Jealousy is one of our basic human instincts. Anthropologists have said it is wired into us as a safety mechanism, and is commonly seen in the animal world.
It is this animalistic ruthlessness that can turn us into irrational, vicious creatures. If we can’t learn to tame this, it can ultimately kill our confidence, relationships and happiness.
The Relationship Killer
We know that, physically, we cannot own our significant other, but emotionally, we want to. Jealousy causes the death of many relationships by creating problems and rivalries that usually don’t exist. If you have no legitimate reason to be wary of a relationship between your significant other and a friend or coworker, you are doing more harm than good by creating envious accusations.
The more you try to bash your competition, the more threatened and insecure you appear. Confidence is sexy. If you are confident in yourself and your relationship, you’re already winning.
On the contrary, when people’s insecurities do stem from legitimate suspicion, it remains that jealousy cannot fix the matter. If you have done all you can to save your relationship, it is not your fault; it is out of your hands.
Cheating partners who do not want to take responsibility for their actions tend to blame their jealous partners for making them feel suffocated. If you don’t let jealousy get the best of you, even if it's justified, you will come out of the relationship as the more mature party, and with no regrets.
Being jealous of celebrities is a complete waste of energy. What makes celebrities famous is generally a trait that makes them one of a kind. Whether it's his or her surplus of money, talent, looks or all three, there is a reason why many famous people turn to drugs, alcohol and reckless lifestyles.
They have the misconception that being the topic of conversation or owning the most shoes will magically bring happiness to their lives. What they don’t realize is that if you can’t be happy with where you are, you never will be happy with any given circumstance.
You should never feel bad about not looking like a celebrity because you also don’t have a personal chef, fitness trainer, hair stylist and wardrobe assistant. Striving for such perfection will always result in disappointment. It is understandable to admire the lifestyle, but don’t let it consume you.
Slaughtering Your Body Image
When jealousy mixes with personal body image, it can result in disastrous self-hatred.
Although it is arguable that using others as fitness motivation can be beneficial, it is also as important to realize everyone has different body types and it is easier for some to achieve their body goals than it is for others. This goes the same for things we cannot naturally change like our facial features and unique quirks.

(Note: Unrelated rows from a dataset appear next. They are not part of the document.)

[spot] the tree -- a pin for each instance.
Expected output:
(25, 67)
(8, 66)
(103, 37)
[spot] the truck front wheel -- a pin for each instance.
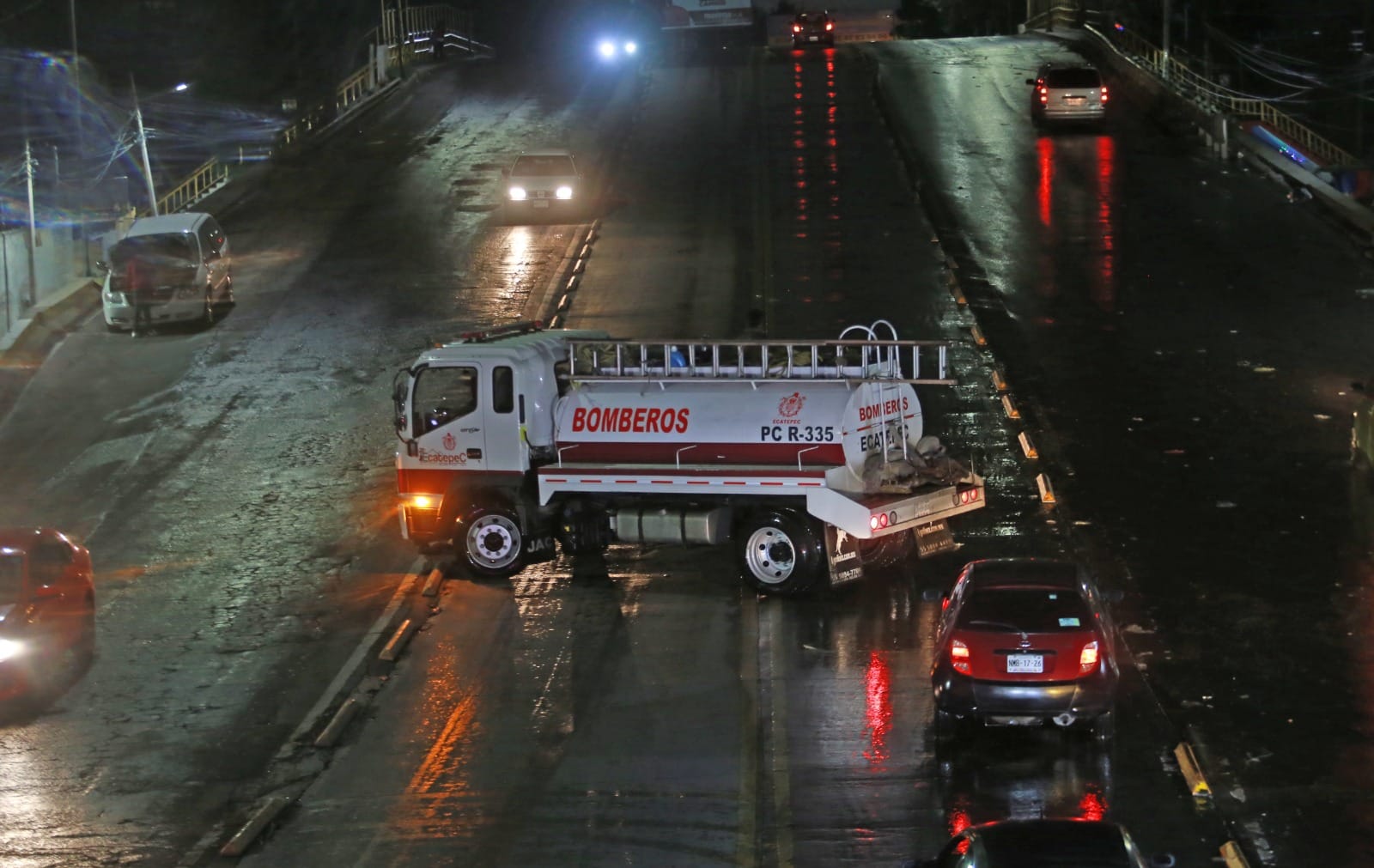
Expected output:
(778, 552)
(492, 542)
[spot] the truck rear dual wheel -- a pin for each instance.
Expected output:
(491, 540)
(780, 552)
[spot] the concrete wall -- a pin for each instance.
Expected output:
(55, 267)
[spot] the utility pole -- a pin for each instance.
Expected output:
(143, 149)
(29, 165)
(79, 109)
(1165, 46)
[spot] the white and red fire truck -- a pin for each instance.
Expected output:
(806, 456)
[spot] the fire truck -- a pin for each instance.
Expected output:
(807, 458)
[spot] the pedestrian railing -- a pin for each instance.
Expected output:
(1199, 89)
(210, 176)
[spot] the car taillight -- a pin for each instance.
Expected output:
(959, 657)
(1089, 659)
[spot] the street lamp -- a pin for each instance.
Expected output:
(143, 142)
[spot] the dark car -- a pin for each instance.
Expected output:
(812, 29)
(47, 609)
(1025, 641)
(1068, 94)
(1050, 844)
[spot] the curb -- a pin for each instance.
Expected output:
(50, 323)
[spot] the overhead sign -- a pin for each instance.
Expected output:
(696, 14)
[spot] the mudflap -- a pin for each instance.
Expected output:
(540, 549)
(934, 538)
(842, 556)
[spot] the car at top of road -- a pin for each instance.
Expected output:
(1025, 641)
(543, 181)
(812, 29)
(1046, 844)
(1362, 430)
(182, 265)
(1068, 92)
(47, 609)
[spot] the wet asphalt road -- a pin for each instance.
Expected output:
(234, 485)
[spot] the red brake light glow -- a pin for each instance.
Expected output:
(959, 657)
(1089, 659)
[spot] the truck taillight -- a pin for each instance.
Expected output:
(959, 657)
(881, 519)
(1089, 659)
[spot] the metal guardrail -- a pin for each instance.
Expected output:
(1183, 80)
(1211, 96)
(210, 176)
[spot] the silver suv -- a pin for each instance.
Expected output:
(1068, 94)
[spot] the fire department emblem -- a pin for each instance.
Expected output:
(790, 405)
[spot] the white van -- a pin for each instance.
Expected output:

The only way to control this envy is to simply be happy and comfortable in your own skin. When searching for a workout buddy or a picture that will push you to hit the gym, find someone with a similar height and build as you to create a more realistic goal.
The same goes for anything else you may not like about your look. Let’s say you are insecure about your small chest and are indefinitely jealous of Kate Upton and all of your voluptuous friends. Instead of wishing every night for your cup size to double, search for women you find beautiful who are also small chested, and figure out what they wear to accentuate their best attributes.
The worst part about this type of jealousy is that it has the potential to tear families apart. Sibling jealousy stems back from our childhoods when we would fight for our parents’ attention.
Unfortunately, some people never fully grow out of these resentments. The reason this type of jealousy is so common in siblings is we constantly feel like we are being compared to each other and strive to define ourselves as individuals. If you are the jealous sibling, you are digging yourself your own hole. Not only with your family, but also inside yourself.
Every holiday and every family gathering, you are guaranteeing yourself a spoiled time in which you are consumed with bitterness and hatred. Why waste your energy creating an unnecessary elephant in the room when it is much easier to embrace your siblings’ accomplishments? If you are nice, they may even share the wealth.
If you have a jealous sibling, all you can do is be humble. There is no use fueling the fire by bragging; it brings you right down to the same childish level. Your siblings are the closest thing you have in this world and they are not going anywhere. The best thing you can do is kill them with kindness and reassure them of their own successes.
Especially in your 20s, everyone feels the need to talk about their jobs, work perks and promotions. It is hard not to compare yourself to others when everyone is striving for his or her dream job, but we can’t all go at the same pace.
There will always be someone younger and more successful than you, but all you need to be concerned about is perseverance. It is not a race and it should not get you down if someone gets his or her lucky break before you. This jealousy will come back to bite you if you burn the wrong bridge.
If your coworker or friend receives a great opportunity, consider it another good connection, no matter what field it's in. You never know when you could use a helping hand.
Social Media Suicide
If you stay scrolling through your newsfeed long enough, you are undoubtedly going to feel like you don’t travel enough, go out to eat enough or have enough new clothes.
Most prominently on Facebook, people use social media to “officially announce” all of the good things in their life and usually try to keep their dirty laundry offline. It’s a show and tell and you can’t possibly expect yourself to keep up with all of your cyber buddies.
The best way to suppress a constant feeling of FOMO is to free yourself from the constant pressures to upload every cool thing you do. Limit your online time because the really cool thing to do is enjoy a moment without letting a phone get in the way of it.